General Motors' recent decision to halt production of the Chevrolet Bolt, despite the model's strong sales performance, has raised questions within the automotive industry. However, a swift reversal of that decision has GM eyeing a new, still-affordable Bolt, and the latest hints suggest that its production might be shifting to Fairfax, Kansas, instead of Michigan's Orion Assembly.
The United Auto Workers' (UAW) tentative agreement with GM, recently posted on the UAW's website, provides insights into the investment commitments secured during negotiations. Notably, the document includes a $391 million allocation for a “future electric vehicle” at the Fairfax Assembly plant in Kansas. Currently, the plant is responsible for manufacturing the Cadillac XT4 and Chevrolet Malibu.
While the UAW document does not specify the exact electric vehicle that could be produced at the Fairfax facility, insider sources informed Reuters that it is likely to be the next-generation Chevrolet Bolt.
The report elaborates on GM's contemplation of producing a lower-cost version of the Bolt electric utility vehicle in Fairfax by 2025. Additionally, the company is considering manufacturing premium electric vehicles for its Cadillac and Chevrolet brands, potentially including a purely electric performance model bearing the revered Corvette nameplate. According to anonymous sources cited in the story, the plan is to commence production at the Lansing facility in 2027.
These developments hold significance on multiple fronts. Firstly, they provide clarity regarding the future of the Fairfax Assembly plant, which employs over 2,000 workers. Previously, the plant's fate appeared uncertain, particularly as the Chevrolet Malibu faced financial challenges. During the peak of the chip shortage crisis caused by the pandemic, the plant experienced extended idle periods, rendering the news of potential EV production a positive development for the facility and its employees.
Secondly, the mention of an all-electric Corvette, even if it entails just one or multiple models carrying the Corvette branding, has sparked anticipation among enthusiasts. If realized, this “pure electric performance model” would mark the first time a “Corvette” is manufactured outside of the iconic Bowling Green, Kentucky factory since the early 1980s. GM, however, has not provided official confirmation regarding the production location of these vehicles.
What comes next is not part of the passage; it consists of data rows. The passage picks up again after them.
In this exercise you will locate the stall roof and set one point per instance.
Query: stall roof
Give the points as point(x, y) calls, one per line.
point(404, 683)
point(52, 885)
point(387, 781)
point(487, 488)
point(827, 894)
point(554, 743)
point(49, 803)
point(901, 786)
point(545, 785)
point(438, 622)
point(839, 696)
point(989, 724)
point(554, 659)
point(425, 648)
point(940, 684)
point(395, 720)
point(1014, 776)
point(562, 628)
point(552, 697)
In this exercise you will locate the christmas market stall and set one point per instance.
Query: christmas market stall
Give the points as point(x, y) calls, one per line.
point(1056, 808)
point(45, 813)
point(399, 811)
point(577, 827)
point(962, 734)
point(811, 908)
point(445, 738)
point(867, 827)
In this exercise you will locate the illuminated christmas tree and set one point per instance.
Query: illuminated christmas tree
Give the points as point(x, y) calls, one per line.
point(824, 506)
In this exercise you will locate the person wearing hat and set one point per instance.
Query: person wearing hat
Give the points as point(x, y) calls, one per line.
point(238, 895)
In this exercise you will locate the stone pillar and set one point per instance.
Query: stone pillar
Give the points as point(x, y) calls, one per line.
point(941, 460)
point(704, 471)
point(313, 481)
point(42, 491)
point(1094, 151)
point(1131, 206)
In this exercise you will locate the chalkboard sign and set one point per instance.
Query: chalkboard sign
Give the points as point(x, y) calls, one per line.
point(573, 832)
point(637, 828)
It's worth noting that while UAW contracts secure investments in plant infrastructure, the specific models to be manufactured can be subject to change. GM has recently encountered challenges in scaling up the production of its Ultium electric vehicles, prompting the company to revise its electric plans and investment commitments. Despite a few challenging quarters, investor sentiment remains uncertain, though it may be more a reflection of GM's production capabilities than the concept of electric vehicles.
Nonetheless, this development signals a victory for the UAW, and it aligns with the incentives for U.S. EV production provided by the Inflation Reduction Act. By securing an electric future for a previously uncertain plant, the UAW has made significant progress, and this includes extending coverage to Ultium battery plant workers. The question of whether union labor would play a significant role in the electric vehicle future now seems to be gaining clarity amid ongoing UAW efforts.